If you use this please cite:

Ross-Ibarra, J. 2026. ARGprep: A pipeline to prepare pairwise whole-genome alignments for ancestral recombination graph estimation. doi: 10.5281/zenodo.19655050

Requirements

  • Conda
  • The environment defined in argprep.yml

Setup

conda env create -f argprep.yml
conda activate argprep

Configure

Create or edit a config file such as options.yaml. The workflow requires --configfile and will fail if it is omitted.

Required keys:

  • maf_dir: directory containing *.maf or *.maf.gz
  • reference_fasta: reference FASTA path

Optional path keys:

  • results_dir: output directory (default: results)

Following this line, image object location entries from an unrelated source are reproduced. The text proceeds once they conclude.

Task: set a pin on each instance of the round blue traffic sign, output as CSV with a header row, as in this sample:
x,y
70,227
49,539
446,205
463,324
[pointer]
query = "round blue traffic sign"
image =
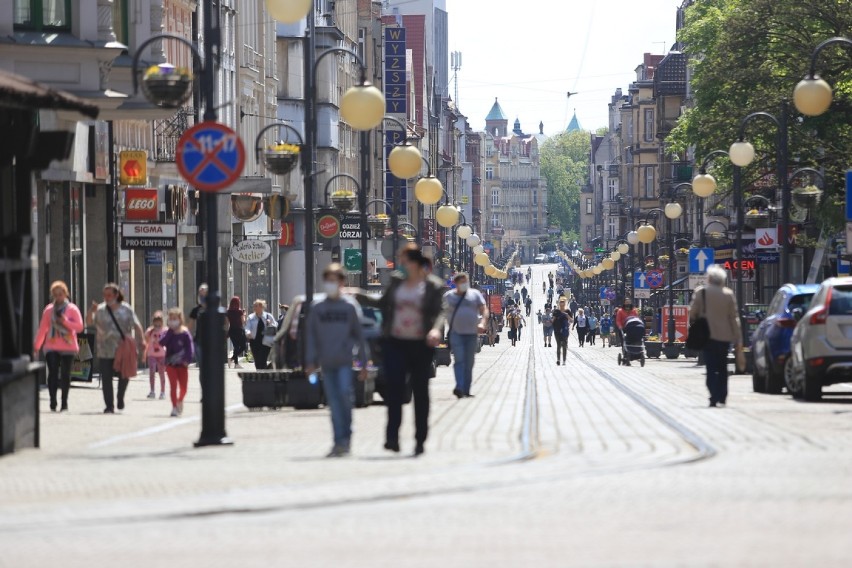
x,y
210,156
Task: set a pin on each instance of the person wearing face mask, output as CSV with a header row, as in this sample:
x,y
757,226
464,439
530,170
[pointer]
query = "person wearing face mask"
x,y
179,351
114,319
60,323
259,325
412,319
333,332
466,312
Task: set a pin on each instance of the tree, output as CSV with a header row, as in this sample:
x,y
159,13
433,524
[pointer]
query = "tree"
x,y
565,166
747,56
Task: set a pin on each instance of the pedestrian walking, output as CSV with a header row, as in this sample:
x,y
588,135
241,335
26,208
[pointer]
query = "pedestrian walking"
x,y
60,323
261,328
581,324
605,325
412,319
562,320
547,326
716,303
236,331
156,355
333,332
179,347
592,327
114,320
194,316
466,312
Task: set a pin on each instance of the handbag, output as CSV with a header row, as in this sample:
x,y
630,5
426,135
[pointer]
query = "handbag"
x,y
126,355
699,330
452,319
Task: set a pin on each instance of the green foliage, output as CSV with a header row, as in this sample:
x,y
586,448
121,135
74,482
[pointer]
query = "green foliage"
x,y
565,166
747,56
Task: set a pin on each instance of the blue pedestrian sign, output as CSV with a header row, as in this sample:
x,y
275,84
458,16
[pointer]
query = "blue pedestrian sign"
x,y
700,259
210,156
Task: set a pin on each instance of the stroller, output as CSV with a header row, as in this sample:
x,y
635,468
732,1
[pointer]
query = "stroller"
x,y
633,345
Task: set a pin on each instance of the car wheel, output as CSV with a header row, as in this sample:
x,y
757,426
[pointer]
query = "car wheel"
x,y
791,380
811,388
774,381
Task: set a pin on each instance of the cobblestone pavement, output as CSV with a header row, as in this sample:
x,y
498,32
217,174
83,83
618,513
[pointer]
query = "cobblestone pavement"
x,y
589,464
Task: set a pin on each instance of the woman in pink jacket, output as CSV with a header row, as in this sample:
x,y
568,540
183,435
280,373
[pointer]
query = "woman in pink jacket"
x,y
61,321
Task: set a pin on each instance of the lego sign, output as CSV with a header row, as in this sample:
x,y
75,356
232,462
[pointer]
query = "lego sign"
x,y
141,205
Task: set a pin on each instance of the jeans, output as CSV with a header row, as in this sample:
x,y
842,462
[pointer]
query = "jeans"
x,y
58,375
716,360
338,387
105,366
561,347
464,351
412,360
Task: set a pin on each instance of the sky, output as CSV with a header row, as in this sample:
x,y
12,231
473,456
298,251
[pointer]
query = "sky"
x,y
531,53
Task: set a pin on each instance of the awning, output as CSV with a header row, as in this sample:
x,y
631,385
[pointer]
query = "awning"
x,y
23,93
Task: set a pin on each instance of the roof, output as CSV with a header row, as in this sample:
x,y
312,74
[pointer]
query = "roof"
x,y
574,125
20,92
496,112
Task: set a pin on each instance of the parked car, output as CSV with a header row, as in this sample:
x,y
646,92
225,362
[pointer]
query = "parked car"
x,y
821,345
770,342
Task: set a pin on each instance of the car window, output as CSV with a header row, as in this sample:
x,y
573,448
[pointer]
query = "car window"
x,y
841,301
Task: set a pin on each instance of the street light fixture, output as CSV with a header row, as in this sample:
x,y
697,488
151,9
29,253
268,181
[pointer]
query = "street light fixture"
x,y
813,95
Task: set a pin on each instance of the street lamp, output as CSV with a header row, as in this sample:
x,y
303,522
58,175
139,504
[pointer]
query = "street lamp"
x,y
813,95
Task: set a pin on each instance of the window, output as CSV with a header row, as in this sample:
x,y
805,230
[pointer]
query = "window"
x,y
42,14
649,182
649,125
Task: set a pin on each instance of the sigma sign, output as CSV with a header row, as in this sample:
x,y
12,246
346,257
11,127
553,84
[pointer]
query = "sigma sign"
x,y
251,252
141,205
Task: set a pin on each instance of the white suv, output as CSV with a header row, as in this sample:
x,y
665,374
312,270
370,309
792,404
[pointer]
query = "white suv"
x,y
821,346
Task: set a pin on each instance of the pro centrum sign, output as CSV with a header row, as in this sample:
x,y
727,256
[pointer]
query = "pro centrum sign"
x,y
148,236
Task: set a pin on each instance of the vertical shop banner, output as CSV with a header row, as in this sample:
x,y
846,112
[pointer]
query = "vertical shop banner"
x,y
396,83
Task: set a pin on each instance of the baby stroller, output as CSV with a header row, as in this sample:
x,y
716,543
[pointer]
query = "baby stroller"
x,y
633,346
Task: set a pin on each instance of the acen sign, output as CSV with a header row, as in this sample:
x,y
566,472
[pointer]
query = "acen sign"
x,y
141,205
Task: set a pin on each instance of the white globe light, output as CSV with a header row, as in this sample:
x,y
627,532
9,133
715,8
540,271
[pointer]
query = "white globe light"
x,y
647,234
741,153
447,216
363,107
704,185
405,161
812,96
428,190
288,11
673,210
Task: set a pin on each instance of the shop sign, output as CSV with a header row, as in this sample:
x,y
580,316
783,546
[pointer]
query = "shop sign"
x,y
328,226
141,204
148,236
251,252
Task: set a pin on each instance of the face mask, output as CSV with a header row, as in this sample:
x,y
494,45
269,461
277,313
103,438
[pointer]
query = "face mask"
x,y
331,288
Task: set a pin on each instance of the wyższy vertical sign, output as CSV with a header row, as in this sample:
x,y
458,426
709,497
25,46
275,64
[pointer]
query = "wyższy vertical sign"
x,y
396,81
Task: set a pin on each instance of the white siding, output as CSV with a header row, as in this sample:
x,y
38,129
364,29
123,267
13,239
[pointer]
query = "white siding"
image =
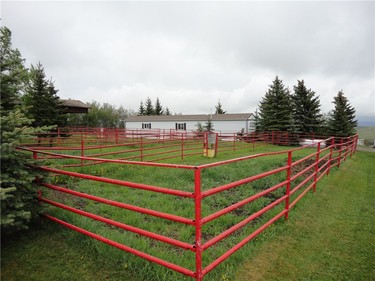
x,y
219,126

Optional controls (defaults shown):

  • max_missing_count - no default; see missingness thresholds below
  • max_missing_fraction - no default; see missingness thresholds below
  • mask_indels: true - mask reference positions overlapped by deletions
  • mask_indel_adjacent_snps: true - mask SNPs immediately flanking an indel (only applies when mask_indels: true)
  • allow_multiallelic_snps: true - retain sites with more than two alleles
  • add_ref: false - append a synthetic REF sample (genotype 0) to both VCFs
  • summary_window_bp: 100000 - window size in bp for binned per-contig plots in summary.html (this does not affect the per-MAF tables)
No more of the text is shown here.